In the 1905 season Hutchings played in ten matches for Worcestershire County Cricket Club, scoring three half-centuries with a highest score of 85 runs, made against Kent at Tunbridge Wells. He played twelve times the following season, but was less successful, averaging under 20 and passing fifty only once.

==Military service==
Hutchings volunteered in August 1915 during the First World War. He joined the Army Service Corps, initially as a Private before being commissioned as a 2nd Lieutenant in September. He served at with the Motor Transport Depot at Grove Park, London, having given his occupation as chauffeur when he enlisted. He spent time at the Holt Caterpillar Section at Aldershot before returning to Grove Park and attached as Road Officer of the 36th Brigade of the Royal Garrison Artillery (RGA), responsible for organising the movement of large artillery pieces.

In 1916 he was posted to the 48th Siege Artillery in Egypt before being transferred to the Western Front in France where he served in the RGA during the Battle of the Somme and throughout 1917 with II Corps Headquarters and with First Army, being promoted to Lieutenant in August and temporary Captain in December. In January 1918 he was wounded in an artillery barrage, having previously suffered from bleeding ears which caused some deafness. He was invalided home and declared unfit for service, relinquishing his commission in July 1919.

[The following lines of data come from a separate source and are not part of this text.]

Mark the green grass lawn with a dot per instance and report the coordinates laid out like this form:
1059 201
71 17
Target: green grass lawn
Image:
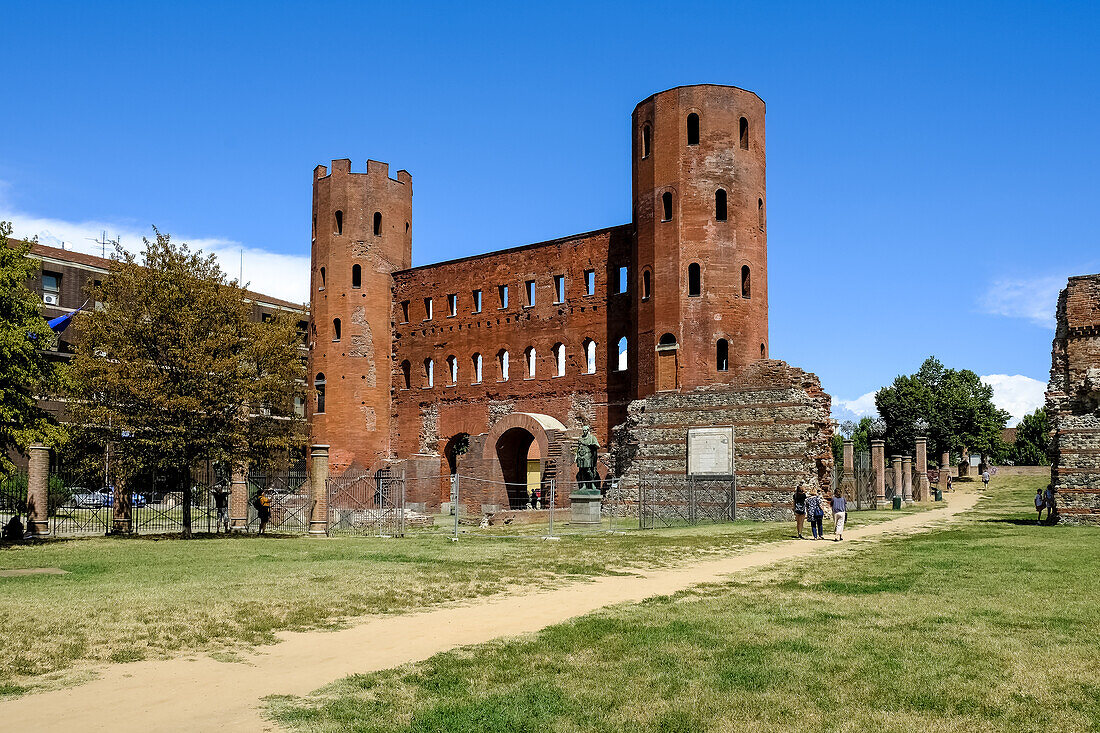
129 599
990 624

==Personal life and family==
Hutchings worked for United Brewery at Abingdon-on-Thames in Berkshire and had moved to The Wheatland brewery at Much Wenlock in Shropshire by 1905. He married Winifred Fitzsimmons in 1909. His three brothers all went to Tonbridge and played in the cricket XI, with Frederick and youngest brother Kenneth both playing first-class cricket for Kent – Kenneth also playing in seven Test matches for England. All four brothers served in the First World War, Kenneth being killed in action in 1916 and the others all injured.

He died at The Mount in Prees near Whitchurch in Shropshire in 1948 aged 68.